Once again, the flood of rare variants. Deep sequencing studies have revealed an unexpected plethora of rare variants, i.e. genetic variants that can only be found in few or even single individuals. While the genetic architecture of more common genetic variants, so-called Single Nucleotide Polymorphisms (SNPs) is well known through the HapMap project, the role of rare variants identified with recent sequencing studies is difficult to interpret. Basically, for an individual variant it is difficult to establish whether this variant is disease-causing or disease-related based on the frequency in cases. Establishing association at the same level of statistical significance as required for SNPs is difficult given that much larger samples are needed. Furthermore, protein prediction algorithms have their limitations and might not be able to discriminate an accidental from a causal variant, given that every individual might be homozygous or compound homozygous for gene-disrupting variants in at least three genes. We are drowning in a flood of rare variants and cannot distinguish pathological from benign variants very well yet.
Genetic variants tell a story about their evolutionary past. Evolutionary considerations can help to assess the role of rare variants on a global scale, i.e. for all variants in a given exome in general. Genetic variants in the protein-coding region can be silent by not changing the protein sequence, for example affecting the last base pair of a triplet resulting in a “silent” substitution. These variants are called synonymous. Consequently, non-synonymous variants result in an amino acid substitution. In order to assess the overall role of rare variants, the relative frequency of non-synonymous and synonymous variants can be compared. If the frequency of non-synonymous variants is smaller than the frequency of synonymous variants, this might be an indication for purifying selection at work, i.e. many of the variants acquired in these genes over time have been lost since they caused disease and thereby reduced the probability to be transmitted to the next generation. This comparison between synonymous and non-synonymous variants can be used to compare genes that affect different biological systems.

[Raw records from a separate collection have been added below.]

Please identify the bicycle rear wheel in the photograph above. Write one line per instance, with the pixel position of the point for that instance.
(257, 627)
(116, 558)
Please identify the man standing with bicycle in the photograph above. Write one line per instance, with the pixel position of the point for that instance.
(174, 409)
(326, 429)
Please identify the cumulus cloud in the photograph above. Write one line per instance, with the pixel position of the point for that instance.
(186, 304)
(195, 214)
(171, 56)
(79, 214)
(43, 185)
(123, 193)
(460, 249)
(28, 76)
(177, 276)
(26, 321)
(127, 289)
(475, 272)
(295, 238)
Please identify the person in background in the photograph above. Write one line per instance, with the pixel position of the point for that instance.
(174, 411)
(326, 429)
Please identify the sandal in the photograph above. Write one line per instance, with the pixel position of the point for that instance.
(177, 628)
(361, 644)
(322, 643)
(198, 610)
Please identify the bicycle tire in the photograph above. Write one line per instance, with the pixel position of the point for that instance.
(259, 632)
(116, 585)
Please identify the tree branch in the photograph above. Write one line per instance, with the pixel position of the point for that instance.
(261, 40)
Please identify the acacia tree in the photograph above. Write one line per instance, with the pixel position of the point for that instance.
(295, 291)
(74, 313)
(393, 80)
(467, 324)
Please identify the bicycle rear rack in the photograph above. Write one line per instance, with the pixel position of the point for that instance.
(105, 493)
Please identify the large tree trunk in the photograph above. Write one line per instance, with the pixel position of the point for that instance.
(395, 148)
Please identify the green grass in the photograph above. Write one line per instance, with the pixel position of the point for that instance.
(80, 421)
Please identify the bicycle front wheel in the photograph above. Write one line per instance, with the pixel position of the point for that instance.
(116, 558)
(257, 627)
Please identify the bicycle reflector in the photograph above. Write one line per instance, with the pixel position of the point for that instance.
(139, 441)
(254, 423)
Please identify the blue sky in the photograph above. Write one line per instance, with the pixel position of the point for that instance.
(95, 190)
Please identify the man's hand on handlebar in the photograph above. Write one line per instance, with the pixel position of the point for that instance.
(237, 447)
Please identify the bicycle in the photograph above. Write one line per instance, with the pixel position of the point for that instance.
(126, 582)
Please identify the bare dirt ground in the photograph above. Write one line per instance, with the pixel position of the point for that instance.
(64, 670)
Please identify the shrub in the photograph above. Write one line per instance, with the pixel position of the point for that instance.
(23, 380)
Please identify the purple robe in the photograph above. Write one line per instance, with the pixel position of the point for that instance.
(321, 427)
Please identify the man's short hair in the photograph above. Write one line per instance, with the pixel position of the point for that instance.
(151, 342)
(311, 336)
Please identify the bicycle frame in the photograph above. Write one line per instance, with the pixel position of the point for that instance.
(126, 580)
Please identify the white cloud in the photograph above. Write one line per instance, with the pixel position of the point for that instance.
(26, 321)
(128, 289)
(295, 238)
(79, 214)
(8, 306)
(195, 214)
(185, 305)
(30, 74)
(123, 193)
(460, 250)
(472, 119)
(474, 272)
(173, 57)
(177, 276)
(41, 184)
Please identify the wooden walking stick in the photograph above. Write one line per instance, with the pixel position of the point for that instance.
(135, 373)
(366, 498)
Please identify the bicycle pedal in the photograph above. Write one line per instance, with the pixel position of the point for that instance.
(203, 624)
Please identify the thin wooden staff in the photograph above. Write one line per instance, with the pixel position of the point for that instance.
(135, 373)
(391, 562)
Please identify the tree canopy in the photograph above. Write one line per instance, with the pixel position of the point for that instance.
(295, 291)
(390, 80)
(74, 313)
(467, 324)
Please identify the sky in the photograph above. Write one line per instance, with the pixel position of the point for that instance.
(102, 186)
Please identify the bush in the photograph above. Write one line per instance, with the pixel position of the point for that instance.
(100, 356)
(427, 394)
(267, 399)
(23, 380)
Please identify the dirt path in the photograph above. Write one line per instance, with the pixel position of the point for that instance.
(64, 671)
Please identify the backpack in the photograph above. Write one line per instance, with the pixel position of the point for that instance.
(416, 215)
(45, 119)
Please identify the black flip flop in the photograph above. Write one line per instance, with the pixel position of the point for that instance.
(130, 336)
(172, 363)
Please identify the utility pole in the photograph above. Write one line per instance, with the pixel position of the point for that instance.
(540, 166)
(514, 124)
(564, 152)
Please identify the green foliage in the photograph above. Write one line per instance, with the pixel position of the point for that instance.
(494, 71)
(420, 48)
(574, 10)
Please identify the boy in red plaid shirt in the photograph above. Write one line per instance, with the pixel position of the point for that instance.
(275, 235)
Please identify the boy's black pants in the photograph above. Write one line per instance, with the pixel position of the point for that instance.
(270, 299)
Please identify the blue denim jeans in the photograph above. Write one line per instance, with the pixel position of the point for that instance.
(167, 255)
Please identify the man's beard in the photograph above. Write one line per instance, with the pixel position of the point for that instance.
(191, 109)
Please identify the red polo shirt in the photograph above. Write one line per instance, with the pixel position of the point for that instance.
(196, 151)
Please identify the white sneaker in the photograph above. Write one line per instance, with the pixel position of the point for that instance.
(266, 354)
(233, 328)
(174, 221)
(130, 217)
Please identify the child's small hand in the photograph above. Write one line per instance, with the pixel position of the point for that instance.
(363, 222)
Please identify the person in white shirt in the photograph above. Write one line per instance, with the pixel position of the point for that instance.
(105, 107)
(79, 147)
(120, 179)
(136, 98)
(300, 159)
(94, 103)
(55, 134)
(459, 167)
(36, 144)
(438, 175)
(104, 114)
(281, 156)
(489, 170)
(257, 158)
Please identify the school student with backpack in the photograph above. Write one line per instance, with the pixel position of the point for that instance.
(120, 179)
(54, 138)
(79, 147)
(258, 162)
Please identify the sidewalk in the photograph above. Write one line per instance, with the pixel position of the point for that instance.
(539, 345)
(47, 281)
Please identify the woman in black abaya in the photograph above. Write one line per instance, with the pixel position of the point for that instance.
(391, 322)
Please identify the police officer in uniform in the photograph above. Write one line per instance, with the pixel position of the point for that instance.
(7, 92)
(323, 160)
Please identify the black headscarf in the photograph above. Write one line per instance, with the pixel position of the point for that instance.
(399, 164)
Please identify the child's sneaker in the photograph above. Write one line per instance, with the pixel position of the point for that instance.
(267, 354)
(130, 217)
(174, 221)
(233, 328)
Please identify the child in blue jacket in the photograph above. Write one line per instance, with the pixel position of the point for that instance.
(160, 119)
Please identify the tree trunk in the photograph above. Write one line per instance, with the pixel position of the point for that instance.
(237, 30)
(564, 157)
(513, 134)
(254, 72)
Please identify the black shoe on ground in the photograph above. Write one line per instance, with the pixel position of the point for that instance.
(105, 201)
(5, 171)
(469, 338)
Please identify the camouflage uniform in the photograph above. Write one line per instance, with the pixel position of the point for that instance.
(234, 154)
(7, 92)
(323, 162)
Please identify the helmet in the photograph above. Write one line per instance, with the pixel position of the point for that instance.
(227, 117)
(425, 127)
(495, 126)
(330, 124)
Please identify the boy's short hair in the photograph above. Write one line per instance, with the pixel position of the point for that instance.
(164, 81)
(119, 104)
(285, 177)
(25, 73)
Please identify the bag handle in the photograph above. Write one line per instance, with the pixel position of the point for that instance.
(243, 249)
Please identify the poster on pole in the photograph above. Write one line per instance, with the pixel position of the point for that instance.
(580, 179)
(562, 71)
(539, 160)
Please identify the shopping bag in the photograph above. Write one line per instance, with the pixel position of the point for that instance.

Low frequency of protein-changing variants in CNS genes. Freudenberg and colleagues compare the relative frequency of non-synonymous variants in genes involved in the nervous system, genes for the immune system and randomly sampled genes. The authors use a measure called relative density of non-synonymous variants (rdnsv), which basically assesses the frequency of non-synonymous variants compared to their neutral, synonymous counterparts. Interestingly, the authors find a low rdnsv for genes implicated in nervous system genes compared to other gene families or gene clusters implicated in other biological functions. This discrepancy appears to hold true over a broad range of variant frequencies found in published exome datasets. The authors suggest that brain-related processes are more susceptible to perturbation through damaging variants than other systems.
Epilepsy, CNS diseases are more likely to be monogenic. This relative lack of rare variants in genes for CNS genes, in turn, would suggest that CNS diseases may be caused by monogenic variants more frequently than diseases affecting other biological systems. The brain might simply be more susceptible to mutations in single genes, which affect the overall biological system compared to the immune system or other tissues. The authors find support for their thesis in the fact that OMIM disorders affecting the brain are almost 3 times more frequent than diseases affecting the immune system. On the contrary, SNPs in the NHGRI GWAS catalogue for immune disease are more than 3 times more frequent than SNPs for neurological disorders, suggesting that common variants explain less of the heritability for neurological disorders compared to immune disorders, leaving “more room” for rare and monogenic variants. This argument is reminiscent of the almost historical debate between the common-disease-common-variant and common-disease-multiple-rare-variant models for epilepsy. In fact, as of 2012, no single SNP has been shown to be associated with any form of epilepsy on a genome-wide level, suggesting that either larger samples sizes or different types of studies looking at rare rather than common variants are required in epilepsy research.
Implications for EuroEPINOMICS. The EuroEPINOMICS consortium is mainly relying on deep sequencing studies using exome sequencing and whole genome sequencing and has virtually given up on pursuing association studies for common variants. The theoretical considerations by Freudenberg and coworkers provide further fuel for this overall concept, suggesting that CNS disease might be more monogenic in nature than diseases in other biological systems. However, the precise proportion of epilepsies identified to be monogenic still needs to be established. Genetic epidemiological studies clearly suggest a complex genetic inheritance to most forms of epilepsy. This argument, however, does not rule out a significant fraction with monogenic inheritance, particularly for more severe, rare epilepsies. As an educated guess, I would suggest that 25-30% of severe epileptic encephalopathies are monogenic and a similar frequency might hold up for less severe epilepsies such as the Genetic Generalized Epilepsies (formerly Idiopathic Generalized Epilepsies, IGE).